What I ended up implementing was based on PAQ, crinkler and kkrunchy where it's an arithmetic coder that uses predictions from multiple predictors mixed together somehow. In my case I went with a neural network mixer (more or less ripped from PAQ), and the models are pretty straightforward context models, plus some ones I tried to build that were x86-aware but are still pretty naive, even though they gain a few percent. I'm skipping over a lot of the details as they can be found elsewhere, and my implementation isn't really mature enough to decide on them yet anyways. Also, I do plan to open-source this at one point, so yeah. Will probably do some more hearty explanation then.

All in all, at the end of the week I've got up to ~77% compression on my test executables (well, the part that gets compressed, but that's a detail for later), which is pretty decent for how simple the method is. It's still around 5% worse than kkrunchy (which is a few percent worse than PAQ), but for the time spent I'm pretty happy with it. I'm sure with another few weeks I can improve that considerably as well :)

I also spent some time porting the decompressor + model to ASM for the packer stub, and got through the arithmetic decoder in 98 bytes of very simple asm. But I realized very quickly that the method/tools I'm using to pack up the stub don't provide any mechanism for uninitialized data sections, which I'll need for the full model. So I think I'll need to support a simple object format and do a tiny linker to fix that. Currently I'm looking into nasm's RDOFF, as it's supposedly a very simple and minimal format, but documentation is a bit scarce, so we'll see how that goes.

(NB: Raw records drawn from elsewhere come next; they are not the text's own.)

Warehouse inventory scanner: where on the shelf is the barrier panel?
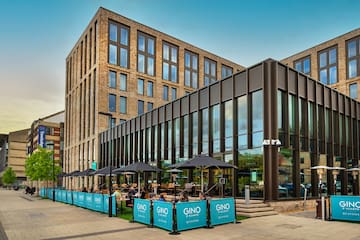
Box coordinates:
[93,193,104,212]
[133,198,151,225]
[210,198,235,225]
[176,201,207,231]
[103,195,116,216]
[153,201,173,231]
[330,196,360,222]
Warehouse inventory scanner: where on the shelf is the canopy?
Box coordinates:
[114,162,162,193]
[173,154,237,192]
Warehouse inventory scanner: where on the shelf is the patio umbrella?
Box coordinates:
[114,162,162,193]
[173,154,237,192]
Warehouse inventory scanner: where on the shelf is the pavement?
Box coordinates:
[0,189,360,240]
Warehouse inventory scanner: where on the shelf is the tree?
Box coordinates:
[3,167,16,185]
[25,147,61,184]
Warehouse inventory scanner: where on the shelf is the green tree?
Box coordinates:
[3,167,16,185]
[25,147,61,181]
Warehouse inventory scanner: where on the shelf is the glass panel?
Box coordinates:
[171,47,177,63]
[120,48,128,68]
[147,57,154,76]
[163,62,169,80]
[329,66,337,84]
[348,59,357,78]
[138,35,145,52]
[120,28,129,46]
[171,65,177,82]
[138,54,145,73]
[320,69,328,84]
[252,90,264,132]
[109,23,117,42]
[320,52,327,68]
[329,48,336,64]
[120,73,127,91]
[163,44,170,60]
[109,44,117,64]
[147,38,155,55]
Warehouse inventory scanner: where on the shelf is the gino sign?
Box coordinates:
[210,198,235,225]
[330,196,360,222]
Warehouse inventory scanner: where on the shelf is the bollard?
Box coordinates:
[245,185,250,205]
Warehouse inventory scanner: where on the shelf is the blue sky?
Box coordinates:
[0,0,360,133]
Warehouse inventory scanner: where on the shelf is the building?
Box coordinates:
[281,28,360,99]
[63,8,244,188]
[7,129,29,184]
[27,111,65,178]
[99,59,360,201]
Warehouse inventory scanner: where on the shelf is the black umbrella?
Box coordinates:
[177,154,237,192]
[114,162,162,192]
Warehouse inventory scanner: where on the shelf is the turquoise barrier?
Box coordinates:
[176,201,207,231]
[133,198,151,225]
[153,201,173,231]
[330,196,360,222]
[210,198,235,225]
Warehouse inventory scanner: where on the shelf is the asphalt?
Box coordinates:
[0,190,360,240]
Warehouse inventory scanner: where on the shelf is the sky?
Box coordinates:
[0,0,360,134]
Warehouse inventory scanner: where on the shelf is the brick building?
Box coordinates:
[281,28,360,99]
[63,8,244,187]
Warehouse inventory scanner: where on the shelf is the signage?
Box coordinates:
[153,201,173,231]
[133,198,151,224]
[330,196,360,222]
[38,126,46,148]
[176,201,207,231]
[210,198,235,225]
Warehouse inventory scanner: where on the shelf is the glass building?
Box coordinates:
[99,59,360,201]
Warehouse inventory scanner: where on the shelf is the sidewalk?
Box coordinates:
[0,190,360,240]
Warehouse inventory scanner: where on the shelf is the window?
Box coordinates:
[349,83,357,99]
[109,94,116,112]
[137,32,155,76]
[109,71,116,88]
[120,73,127,91]
[184,51,199,88]
[318,47,337,84]
[346,37,360,78]
[147,102,154,112]
[163,42,178,82]
[138,100,144,115]
[294,56,311,75]
[147,81,154,97]
[171,88,177,100]
[138,78,144,95]
[204,58,216,86]
[109,21,129,68]
[120,96,127,113]
[163,85,169,101]
[221,65,232,79]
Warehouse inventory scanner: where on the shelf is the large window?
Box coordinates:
[163,85,169,101]
[137,32,155,76]
[138,100,144,115]
[120,96,127,113]
[163,42,178,82]
[221,65,233,79]
[109,21,129,68]
[318,47,337,84]
[346,37,360,78]
[294,56,311,75]
[349,83,357,99]
[204,58,216,86]
[184,51,199,88]
[120,73,127,91]
[109,71,116,88]
[109,94,116,112]
[138,78,144,95]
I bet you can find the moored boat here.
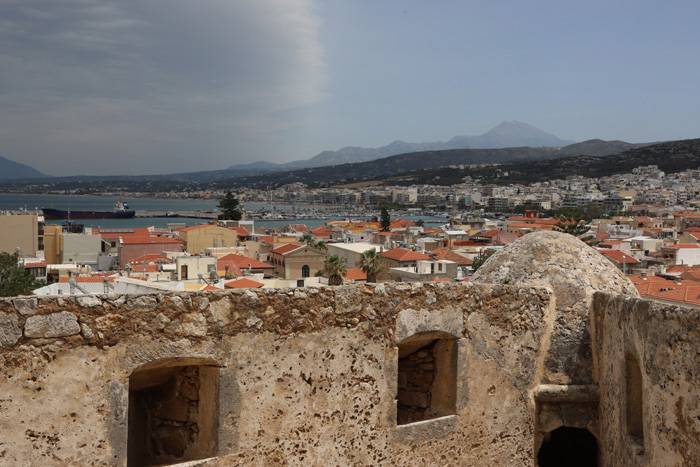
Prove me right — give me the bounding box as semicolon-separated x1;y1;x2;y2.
41;199;136;219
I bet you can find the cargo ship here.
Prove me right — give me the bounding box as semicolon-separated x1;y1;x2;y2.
41;199;136;219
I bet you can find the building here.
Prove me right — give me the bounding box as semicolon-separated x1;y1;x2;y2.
177;224;238;254
0;211;44;258
270;243;326;279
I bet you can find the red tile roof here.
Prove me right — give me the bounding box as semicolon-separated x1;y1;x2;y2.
58;276;114;284
379;248;430;261
597;248;641;264
431;248;472;266
229;227;250;237
343;268;367;281
389;218;416;229
217;253;275;270
271;243;304;255
634;280;700;305
127;254;173;264
224;277;265;289
122;237;182;245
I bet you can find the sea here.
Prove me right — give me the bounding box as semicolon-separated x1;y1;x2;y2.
0;193;446;229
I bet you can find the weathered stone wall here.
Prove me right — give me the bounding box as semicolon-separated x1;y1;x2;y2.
592;292;700;467
0;276;700;466
0;283;553;466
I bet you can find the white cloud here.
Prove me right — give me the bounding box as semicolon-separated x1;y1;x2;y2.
0;0;327;175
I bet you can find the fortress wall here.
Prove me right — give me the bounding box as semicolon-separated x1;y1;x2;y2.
592;292;700;466
0;283;556;466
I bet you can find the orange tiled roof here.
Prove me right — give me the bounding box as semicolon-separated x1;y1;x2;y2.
58;276;114;284
389;218;416;229
122;237;182;245
379;248;430;261
131;264;158;272
431;248;472;266
597;248;641;264
127;254;173;264
635;280;700;305
229;227;250;237
343;268;367;281
217;253;275;269
224;277;265;289
271;243;304;255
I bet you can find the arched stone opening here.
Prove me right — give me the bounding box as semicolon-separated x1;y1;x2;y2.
127;358;219;467
537;426;598;467
625;354;644;448
396;332;457;425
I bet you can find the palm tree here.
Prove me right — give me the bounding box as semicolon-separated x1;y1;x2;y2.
323;255;348;285
357;248;384;282
300;232;314;247
300;232;328;252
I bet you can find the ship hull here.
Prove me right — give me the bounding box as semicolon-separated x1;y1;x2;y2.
42;208;136;219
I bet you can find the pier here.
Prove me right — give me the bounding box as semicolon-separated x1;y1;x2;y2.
136;210;219;220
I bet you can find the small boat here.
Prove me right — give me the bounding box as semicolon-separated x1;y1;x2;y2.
41;198;136;219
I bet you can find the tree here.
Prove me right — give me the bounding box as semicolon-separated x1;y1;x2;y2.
323;255;348;285
218;191;243;221
472;250;496;271
357;248;384;282
301;232;328;252
554;216;591;237
0;252;46;297
379;207;391;232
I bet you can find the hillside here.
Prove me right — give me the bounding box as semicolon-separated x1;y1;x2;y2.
0;157;48;180
226;121;573;175
384;139;700;185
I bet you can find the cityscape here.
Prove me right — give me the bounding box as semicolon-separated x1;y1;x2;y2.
0;0;700;467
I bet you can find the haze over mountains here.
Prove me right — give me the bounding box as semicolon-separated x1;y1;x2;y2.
226;121;574;171
0;157;48;180
0;121;649;186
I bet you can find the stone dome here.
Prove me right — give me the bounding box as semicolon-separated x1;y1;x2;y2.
471;232;639;384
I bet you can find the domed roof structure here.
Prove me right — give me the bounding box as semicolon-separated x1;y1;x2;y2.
471;232;639;384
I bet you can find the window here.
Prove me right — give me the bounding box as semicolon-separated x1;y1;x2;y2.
396;331;457;425
127;359;219;466
537;426;598;467
625;355;644;446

Anyways, still pretty close to something usable, but given the time budget I've got until the next party, I might have to drop this project until then. Which I'm fine with; my original compression goal was 75% (which I beat in a couple days after learning some new techniques, really), and I've got some ideas brewing for how I can improve that, just need to spend a few more weeks on that, which I don't want to do over the visual tech I have to work on. So yeah. :)

In other news, I've also been working on finishing up a nice glitch/ambient track for a demo with some friends of mine. Stay tuned for that :)

Until next time!

Last Edited on Tue Apr 04 2017 10:18:09 GMT-0400 (EDT)